The state's 5 percent personal income tax rate is set to roll back to 3.75 percent on Jan. 1, 2015, unless lawmakers act to extend it. The corporate rate is set to drop, too.
That will be in the closing days of the terms of Illinois House members elected Nov. 6.
The income tax uncertainty also could set up lawmakers elected this fall for a big budget battle in May 2014. With the income tax issue unlikely to be settled by then, lawmakers will have to craft a budget that assumes reduced revenue for half the fiscal year. That could force tough choices about cuts to schools, care for the disabled and other services.
It's a prickly topic for many suburban candidates.
In one of the closest battles for Illinois Senate, for example, Democrat Melinda Bush of Grayslake says the income tax should expire as planned. Her opponent, Republican Joe Neal of Wadsworth, wants the tax hike repealed immediately -- a political impossibility with Gov. Pat Quinn in office.
Running against the largely Democratic-backed tax hike has been a GOP strategy since it was implemented, as Republicans argue families facing their own uncertain financial futures didn't need the extra burden of losing 2 percent more of their incomes to the state.
State Sen. Matt Murphy, a Palatine Republican, was among the lawmakers who immediately tried to have the income tax hike repealed in 2011, filing legislation to do just that.
His opponent, Democrat David Page of Arlington Heights, told the Daily Herald in a questionnaire that he doesn't want the tax increase extended, either.
What makes the issue sticky is that the income tax generates $7 billion a year in a state with a financial future that is far from certain.

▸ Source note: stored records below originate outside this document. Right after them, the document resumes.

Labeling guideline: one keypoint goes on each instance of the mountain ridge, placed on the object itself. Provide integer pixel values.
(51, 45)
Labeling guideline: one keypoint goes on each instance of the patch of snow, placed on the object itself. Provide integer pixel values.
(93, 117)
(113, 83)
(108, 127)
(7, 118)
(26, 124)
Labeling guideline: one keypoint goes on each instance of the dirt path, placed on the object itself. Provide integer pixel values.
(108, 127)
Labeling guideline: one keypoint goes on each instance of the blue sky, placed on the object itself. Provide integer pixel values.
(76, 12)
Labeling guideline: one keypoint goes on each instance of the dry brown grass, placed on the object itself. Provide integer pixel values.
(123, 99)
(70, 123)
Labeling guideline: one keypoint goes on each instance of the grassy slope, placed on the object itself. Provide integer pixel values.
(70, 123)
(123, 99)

Illinois has $9 billion in unpaid bills and a yearly payment into teachers' and employees' retirement funds that continues to rise, taking money away from other services like public schools and programs to help the poor.

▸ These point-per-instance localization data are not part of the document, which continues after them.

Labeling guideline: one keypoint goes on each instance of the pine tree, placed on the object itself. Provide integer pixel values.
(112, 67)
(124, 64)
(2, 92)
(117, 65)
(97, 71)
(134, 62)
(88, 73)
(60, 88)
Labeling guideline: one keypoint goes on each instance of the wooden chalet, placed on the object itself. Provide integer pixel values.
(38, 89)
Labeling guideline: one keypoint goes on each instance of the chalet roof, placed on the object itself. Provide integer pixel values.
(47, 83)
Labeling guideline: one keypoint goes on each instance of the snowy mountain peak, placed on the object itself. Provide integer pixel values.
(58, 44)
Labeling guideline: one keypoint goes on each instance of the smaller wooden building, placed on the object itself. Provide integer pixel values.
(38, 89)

How the controversial plans to cut pension costs fare in the coming months could go a long way toward determining the state's budget outlook in coming years. But pension changes are likely to be challenged in court, perhaps keeping the state from seeing any savings for months or even years.
Lawmakers' choice between the income tax and service cuts won't necessarily be black and white, noted Charles N. Wheeler III, a longtime state budget observer at the University of Illinois Springfield.

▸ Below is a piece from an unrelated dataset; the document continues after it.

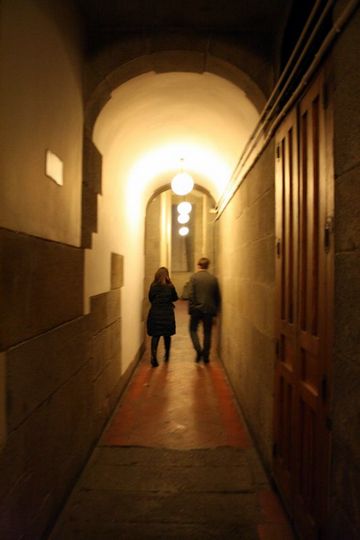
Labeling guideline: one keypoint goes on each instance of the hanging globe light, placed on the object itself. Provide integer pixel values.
(182, 183)
(183, 231)
(183, 218)
(184, 207)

Lawmakers could opt, for example, to let the income tax hike expire and do something else to bring in more money, such as change sales taxes.
Positions voiced on the campaign trail might not necessarily pan out during an actual vote, especially if the future of the income tax is brought to a vote during the lame duck session -- after the November 2014 election but before the new lawmakers take office in January.
That's what happened in 2011, when lawmakers approved the income tax increase the day before the new class took office. Former state Rep. Mark Walker, an Arlington Heights Democrat, voted for it.
He had lost his race in November 2010 and had said in the campaign he didn't want to raise taxes.
But, Walker said, he noted the state was facing its biggest-ever deficit -- a hole of $15 billion -- and decided it needed more money.
"When it came to the vote on the day, I had to weigh all these different things," he said.